Stock up on Liquid Leather whilst you can  genuinely a bit gutted, they were great products.

I always used to use their Scuffmaster kits for leather dye, as the colour was matched perfectly to the car and I didn't have to faff around with pigments. Does anyone know another brand that match? Need to renovate my black leather MK1 seats.


----------



## Allspeed (Oct 7, 2016)

How can this be  They did a great match to my denim Bloooooo leather . What a shame, I would have thought it a safe ongoing line of business.


----------



## YELLOW_TT (Feb 25, 2004)

Yep read it somewhere a couple of months ago so stocked up on eBay


----------



## Pukmeister (Dec 27, 2017)

I'm also gutted as they matched my Aniseed Yellow fine nappa leather perfectly (which was a concern being a light colour).

Their Liquid Leather and Scuffmaster products took my seats from being ingrained with dirt, scuffs and scratches and looking knackered to looking like new again in an easy couple of hours of light cleaning, filling some damage, dyeing and resealing. It didn't cost me a fortune and I had full control of the process, unlike trusting someone else and paying for the privilege.
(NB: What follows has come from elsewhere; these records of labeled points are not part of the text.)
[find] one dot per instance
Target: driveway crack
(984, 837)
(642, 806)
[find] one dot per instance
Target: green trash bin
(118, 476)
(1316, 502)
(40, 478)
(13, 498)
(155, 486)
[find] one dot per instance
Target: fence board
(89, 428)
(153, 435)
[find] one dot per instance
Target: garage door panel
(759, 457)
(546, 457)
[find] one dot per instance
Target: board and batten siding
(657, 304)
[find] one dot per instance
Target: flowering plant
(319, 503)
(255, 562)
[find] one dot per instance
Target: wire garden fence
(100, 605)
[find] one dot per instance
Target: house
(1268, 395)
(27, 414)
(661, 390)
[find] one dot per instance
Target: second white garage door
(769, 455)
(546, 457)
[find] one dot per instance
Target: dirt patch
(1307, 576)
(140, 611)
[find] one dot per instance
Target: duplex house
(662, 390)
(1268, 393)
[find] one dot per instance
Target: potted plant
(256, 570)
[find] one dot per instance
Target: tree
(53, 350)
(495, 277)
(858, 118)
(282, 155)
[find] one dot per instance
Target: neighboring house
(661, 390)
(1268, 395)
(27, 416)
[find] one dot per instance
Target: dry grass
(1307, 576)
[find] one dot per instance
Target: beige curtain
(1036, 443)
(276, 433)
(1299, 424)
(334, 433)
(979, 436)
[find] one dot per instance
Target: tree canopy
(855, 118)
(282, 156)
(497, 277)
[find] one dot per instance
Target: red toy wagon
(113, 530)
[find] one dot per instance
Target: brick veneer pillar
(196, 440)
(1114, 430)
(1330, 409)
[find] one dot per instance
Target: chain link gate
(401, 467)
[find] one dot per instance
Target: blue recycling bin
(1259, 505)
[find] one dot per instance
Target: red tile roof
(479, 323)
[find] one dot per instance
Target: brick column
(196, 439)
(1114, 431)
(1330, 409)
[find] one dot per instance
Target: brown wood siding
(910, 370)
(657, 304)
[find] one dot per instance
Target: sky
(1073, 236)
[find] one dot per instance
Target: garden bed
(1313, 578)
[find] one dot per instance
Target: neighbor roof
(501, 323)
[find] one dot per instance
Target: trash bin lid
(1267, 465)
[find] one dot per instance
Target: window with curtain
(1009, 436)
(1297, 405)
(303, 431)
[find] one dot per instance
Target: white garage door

I am a bit confused now as their website is still up and their Facebook page, so I hope they have had a change of heart about closing, or found somebody else to continue the business. Either way I will use them again and am happy to give them a positive recommendation.


----------



## olivarrr (Feb 1, 2012)

Panic over - their website says they've been bought out, so I e-mailed them and they're restocking and should have the online shop back up soon. Wooo!


----------



## YELLOW_TT (Feb 25, 2004)

olivarrr said:


> Panic over - their website says they've been bought out, so I e-mailed them and they're restocking and should have the online shop back up soon. Wooo!


Good to hear 8)


----------